Les primes de fin d’année et les gratifications annuelles dans les entreprises ont un caractère très symbolique. Elles permettent en effet d’augmenter le pouvoir d’achat des collaborateurs en s’additionnant aux salaires. Mais il est important de relever que toutes les primes et gratifications ne sont pas des éléments de salaire puisque certaines sont des libéralités, c’est-à-dire que seul l’employeur peut décider de leur versement et de leur montant. A quels critères s’adossent-elles, alors ?
L’année qui vient de se clore peut parfois nous rappeler la fragilité d’un système salarial trop souvent objectivé sur les résultats de l’entreprise. Les récents conflits sociaux dans certaines d’entre elles se font l’écho d’un système managérial et syndical en souffrance. L’attractivité d’un métier se fait trop souvent par le salaire au détriment, parfois, des conditions de travail.
Les événements qui se sont déroulés chez IKEA l’année dernière sont assez intéressants à observer dans ce domaine. En effet, pour faire face à la crise et selon un article du Monde, les magasins de l’enseigne suédoise ont modifié les conditions de travail sur certains postes : « Les vendeurs sont venus renforcer l’organisation logistique en restant dans le magasin ». Cette adaptabilité précipitée des métiers a été mal appréhendée par le corps social. Mais ce qui a catalysé la dégradation de la relation, c’est l’absence de prime de participation qu’IKEA verse « normalement » tous les ans en fin d’année. Le conflit social est alors devenu inévitable, puisqu’après avoir subi la modification des conditions de travail, l’entreprise n’a pu accorder ce complément de salaire auprès des collaborateurs. Si la prime de participation aux résultats s’applique obligatoirement dans les entreprises de plus de 50 salariés, son versement est en effet conditionné.
Revenons aux années 80 durant lesquelles cette dynamique de la valorisation monétaire des métiers par des artifices s’est accentuée : le néolibéralisme y a considérablement modifié l’économie des entreprises en leur demandant d’être toujours plus compétitives. Les salaires ont stagné, les primes se sont alors développées. Le travail comme les rémunérations sont devenus flexibles. C’est donc dans ce modèle économique que les entreprises ont accompagné, bon gré mal gré, ce tournant. Mais pouvaient elles faire différemment ? Est-ce véritablement ce changement de paradigme financier qui a modifié la structure salariale des organisations ? Ou bien serait-ce peut-être un manque de créativité ou la frilosité des organisations et des partenaires sociaux de remettre en question la qualité de vie et les conditions de travail des salariés ?
Quelques décennies plus tard, de manière inédite, les entreprises se retrouvent aujourd’hui acculées dans des objectifs de performance économique non tenables. L’octroi d’une prime de participation aux résultats devient alors difficile à tenir. Bien qu’un accord collectif garantisse son versement, elle est toutefois conditionnée par une savante formule liée aux résultats de l’entreprise.

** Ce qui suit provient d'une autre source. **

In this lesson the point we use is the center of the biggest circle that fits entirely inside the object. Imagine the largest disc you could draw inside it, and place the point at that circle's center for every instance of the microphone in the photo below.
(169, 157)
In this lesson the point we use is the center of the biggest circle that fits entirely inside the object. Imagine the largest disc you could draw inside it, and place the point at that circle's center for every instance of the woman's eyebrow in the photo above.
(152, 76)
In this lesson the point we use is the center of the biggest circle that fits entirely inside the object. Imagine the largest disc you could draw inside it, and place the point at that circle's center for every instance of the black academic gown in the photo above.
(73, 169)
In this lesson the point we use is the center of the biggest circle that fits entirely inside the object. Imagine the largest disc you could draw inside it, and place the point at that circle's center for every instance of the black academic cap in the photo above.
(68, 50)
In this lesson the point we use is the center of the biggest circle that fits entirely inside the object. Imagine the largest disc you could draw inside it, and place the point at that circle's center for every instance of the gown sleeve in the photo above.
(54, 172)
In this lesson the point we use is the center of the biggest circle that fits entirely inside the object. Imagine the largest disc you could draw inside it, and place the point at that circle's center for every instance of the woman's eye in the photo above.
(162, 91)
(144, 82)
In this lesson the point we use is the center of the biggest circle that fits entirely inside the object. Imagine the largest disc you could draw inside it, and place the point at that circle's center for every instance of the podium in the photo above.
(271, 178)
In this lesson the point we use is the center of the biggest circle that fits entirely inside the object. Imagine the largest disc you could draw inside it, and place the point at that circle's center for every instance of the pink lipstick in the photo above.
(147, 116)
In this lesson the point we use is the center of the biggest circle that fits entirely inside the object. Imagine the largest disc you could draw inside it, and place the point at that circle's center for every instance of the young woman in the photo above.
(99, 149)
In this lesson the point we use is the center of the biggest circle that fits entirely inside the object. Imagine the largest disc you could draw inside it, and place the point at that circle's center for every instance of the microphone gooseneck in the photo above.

Son absence actuelle envoie un signal désastreux pour le corps social déjà fragilisé psychologiquement par la crise. Les organisations syndicales sont souvent démunies face à ce désarroi légitime des salariés. Ces dernières cherchent trop souvent des solutions sur le seul terrain juridique ou, en vain, dans le rapport de force. L’incompréhension devient alors le terreau fertile du conflit et de la violence sociale. Il est donc urgent et nécessaire de redéfinir la modélisation de nos salaires avec les partenaires sociaux.
Dan Pink dans sa conférence TED nous explique que les récompenses traditionnelles ne sont pas toujours aussi efficaces que l’on croit et « marchent dans un spectre étroit ». Le modèle de management par des motivateurs extrinsèques comme le versement de primes « marchent dans certaines circonstances ». Pour lui « les récompenses marchent vraiment bien quand il y a des règles simples et un but clair à atteindre ». Or la prime de participation aux résultats n’est pas exclusivement liée à la qualité du travail des salariés et la formule mathématique dont elle dépend repose sur des critères économiques qui ne sont pas toujours compréhensibles pour les non-initiés.
L’entreprise industrielle démontre parfois un système managérial qui, à la lumière de cette fin de décennie, se trouve être à bout de souffle. Pour cette nouvelle année, la qualité du dialogue social sera plus que jamais un facteur déterminant pour les organisations qui doivent se réinventer. Il est du devoir des partenaires sociaux et des employeurs de s’interroger sur le sens qu’ils souhaitent donner au travail. Il faut redonner du sens aux métiers et se projeter, par la connaissance du terrain, sur les conditions de travail et sur une rémunération digne. Il apparaît aussi nécessaire de se pencher sur les modèles motivateurs d’attribution des primes. Car la valorisation des métiers par celles-ci peut faire disparaitre le réel et porte en elle-même le risque de déshumaniser le travail.